# Is there anyone know this Colnago steel frame



## raobing (May 28, 2005)

This frame I found from GuangZhou in China.
the boss told me this frame's class is higher than Master,the price is also higher than Master,it's about 1.5 times high.
But the boss does not know the exactly style,and I never saw this kind of this Colnago,
The boss confirm this frame was made by 2003. and it's seem for an professional event.
So,is there any one could tell me some details of this frame?
thanks in advance.


----------



## raobing (May 28, 2005)

*pic*

pics pls see the link
http://www.bluebike.cn/prodshow.asp?ProdId=NO694


----------



## 6was9 (Jan 28, 2004)

raobing said:


> pics pls see the link
> http://www.bluebike.cn/prodshow.asp?ProdId=NO694


Looks like a MXL w/ steel fork to me...


----------



## Squeegy200 (Dec 1, 2005)

That looks like a Master X-light and Precisa Steel fork. The paint job resembles the 2004 LX24 paint scheme


----------



## atpjunkie (Mar 23, 2002)

*careful*

I have a friend in the Secret Service stationed in Guam. He mostly deals with counterfeit money and products. he says there are and have been fake Nags coming out of china for quite some time. he actually wound up with one in a confiscation. had the mapei scheme if I remember correctly and looked quite genuine


----------



## brewster (Jun 15, 2004)

I don't doubt that for a second. In the vintage BMX world, there have been many sightings and some unhappy bidders on some SE P.K. Rippers and SE Landing Gear fork copies pawned off as originals are more prevelant than the real thing.


----------



## Bocephus Jones II (Oct 7, 2004)

atpjunkie said:


> I have a friend in the Secret Service stationed in Guam. He mostly deals with counterfeit money and products. he says there are and have been fake Nags coming out of china for quite some time. he actually wound up with one in a confiscation. had the mapei scheme if I remember correctly and looked quite genuine


I'm doubting they would have bothered with all the chrome and the gilco fluted tubing though for a fake. it looks genuine from the pix...if it's a fake it's a convincing one. the lugs also have the colnago club in them as they should. a faker probably wouldn't bother with that kind of detail. can't see the BB shell, but it should have a club cutout on it as well. Looks like a MXL to me.


----------



## Squeegy200 (Dec 1, 2005)

One of my college buddies got his internship working for a toy manufacturer. At the time, they had created an electonic Teddy bear which was somewhat interactive. 

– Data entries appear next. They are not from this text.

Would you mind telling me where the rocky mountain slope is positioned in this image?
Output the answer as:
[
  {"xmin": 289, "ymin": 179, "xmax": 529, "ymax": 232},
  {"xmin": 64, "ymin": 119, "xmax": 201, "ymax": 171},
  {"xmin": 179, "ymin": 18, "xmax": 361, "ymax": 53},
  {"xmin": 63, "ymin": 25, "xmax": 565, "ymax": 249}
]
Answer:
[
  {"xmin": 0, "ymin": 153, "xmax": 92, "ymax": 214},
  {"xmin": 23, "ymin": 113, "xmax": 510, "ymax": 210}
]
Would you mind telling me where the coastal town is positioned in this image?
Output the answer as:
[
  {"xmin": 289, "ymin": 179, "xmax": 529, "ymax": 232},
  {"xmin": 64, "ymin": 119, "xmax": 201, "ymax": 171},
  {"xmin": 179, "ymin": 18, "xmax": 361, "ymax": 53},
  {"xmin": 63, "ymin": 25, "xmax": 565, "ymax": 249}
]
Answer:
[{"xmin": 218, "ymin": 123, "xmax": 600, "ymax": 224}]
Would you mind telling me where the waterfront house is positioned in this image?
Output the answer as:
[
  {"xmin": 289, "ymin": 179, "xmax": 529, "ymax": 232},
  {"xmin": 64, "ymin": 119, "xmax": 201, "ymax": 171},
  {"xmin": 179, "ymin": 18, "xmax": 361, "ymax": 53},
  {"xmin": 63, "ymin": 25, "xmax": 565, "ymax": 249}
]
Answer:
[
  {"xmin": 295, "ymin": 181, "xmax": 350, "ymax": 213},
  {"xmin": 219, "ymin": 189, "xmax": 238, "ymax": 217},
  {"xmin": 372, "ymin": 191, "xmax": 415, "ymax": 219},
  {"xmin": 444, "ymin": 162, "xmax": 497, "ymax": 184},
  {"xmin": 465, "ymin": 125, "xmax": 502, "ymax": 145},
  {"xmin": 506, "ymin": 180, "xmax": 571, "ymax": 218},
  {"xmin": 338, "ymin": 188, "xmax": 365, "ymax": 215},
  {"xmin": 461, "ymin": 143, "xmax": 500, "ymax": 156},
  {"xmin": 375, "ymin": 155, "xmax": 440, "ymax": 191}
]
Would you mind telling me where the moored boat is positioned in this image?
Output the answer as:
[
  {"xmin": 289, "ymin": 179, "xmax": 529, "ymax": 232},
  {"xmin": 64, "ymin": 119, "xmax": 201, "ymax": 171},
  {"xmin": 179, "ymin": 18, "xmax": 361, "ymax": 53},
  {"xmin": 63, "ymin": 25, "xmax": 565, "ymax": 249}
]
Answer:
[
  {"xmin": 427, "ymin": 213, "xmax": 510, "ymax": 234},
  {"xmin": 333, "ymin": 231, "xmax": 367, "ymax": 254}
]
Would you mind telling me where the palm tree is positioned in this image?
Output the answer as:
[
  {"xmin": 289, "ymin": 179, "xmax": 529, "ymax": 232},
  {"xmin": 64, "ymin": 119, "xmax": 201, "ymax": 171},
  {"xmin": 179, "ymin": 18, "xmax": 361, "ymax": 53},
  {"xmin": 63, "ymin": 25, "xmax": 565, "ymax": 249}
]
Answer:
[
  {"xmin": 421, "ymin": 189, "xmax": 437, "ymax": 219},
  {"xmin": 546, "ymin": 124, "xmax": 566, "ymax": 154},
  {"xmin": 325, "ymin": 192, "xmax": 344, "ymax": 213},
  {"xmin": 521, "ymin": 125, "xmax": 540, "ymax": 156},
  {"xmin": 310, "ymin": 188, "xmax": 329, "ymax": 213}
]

They had focus groups and marketing research to determine ideal colors, clothing, accessories etc.

Two months before its launch, they discovered identical copies of this bear coming out of a factory in Taiwan. It had the same selection of clothing and accessories and was released for sale in the orient ahead of the projected launch date here in the United States. 

The level of industrial espionage in something as innocent as the toy industry was surprising. But something as easily manufactured as an already available bike frame I would assume would be just as easy to counterfeit.


----------



## atpjunkie (Mar 23, 2002)

*well aware*



brewster said:


> I don't doubt that for a second. In the vintage BMX world, there have been many sightings and some unhappy bidders on some SE P.K. Rippers and SE Landing Gear fork copies pawned off as originals are more prevelant than the real thing.


guy I work with is big time OSBMX. He sold a faux set of LG Forks as 'faux' and guy resold them as real. what a [email protected]@rd. you should see his collection of OSBMX's though schweeet! though he sold the 26" OMFlyer I was lusting after.


----------